Mr Piltz, now the only emu farmer in South Australia, currently has about 1,000 chicks at his Moorook farm in the state’s Riverland region.
“It’s just got to the stage where there’s a lot of it being exported, a lot of it’s going into local products, into cosmetics and therapeutic goods,” Mr Piltz said.
“We’re basically short of oil throughout Australia.
“I know the other suppliers over in Victoria, they’re struggling to have enough oil, so it’s in pretty good demand … which keeps the price very attractive for us.”
How do you produce emu oil?
Although Mr Piltz breeds the birds, he does not process the oil himself, instead sending his stock to a facility in north-west Victoria.
He expects to send up to 400 birds to the interstate facility in coming weeks.
“It’s an added expense to get birds over there for slaughter, but it’s certainly worthwhile,” he said.
“Because the slaughterhouse at Wycheproof has also got a rendering and refinery facility to do the oil.”
The benefits of using emu oil
Postdoctoral medical researcher through the University of Adelaide Dr Suzanne Mashtoub said medical trials have showed promising results for the reparative qualities of emu oil.
“It’s been most effective in terms of wound-healing and repair of the intestinal lining,” she said.
“Emu oil has been used for thousands of years by Indigenous Australian people, and they used it topically for wound-healing and for treatment of inflamed joints and burns.”
Dr Mashtoub said the oil has high levels of omega-9, which is an anti-inflammatory fatty acid.
“Initially, it was thought that [the oil] was predominantly used for it’s anti-inflammatory properties, but we also discovered that it has antioxidant properties,” she said.
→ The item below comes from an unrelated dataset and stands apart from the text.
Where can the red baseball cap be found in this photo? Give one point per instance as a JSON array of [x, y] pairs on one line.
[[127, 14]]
Research into the medicinal qualities of emu oil are ongoing, and this year will see a world-first clinical trial on humans take place in South Australia.
Dr Mashtoub will lead the study at the Women’s and Children’s Hospital in Adelaide, and said the patients in the trial will be children with ulcerative colitis, a type of inflammatory bowel disease.
She said once these trials are complete, doctors can begin prescribing doses of emu oil for medication.
“At this stage we don’t make any recommendations in terms of a dose that [patients] can take,” Dr Mashtoub said.
“We simply say we have very promising results from our pre-clinical studies and we are hoping that will translate into the clinical setting in humans.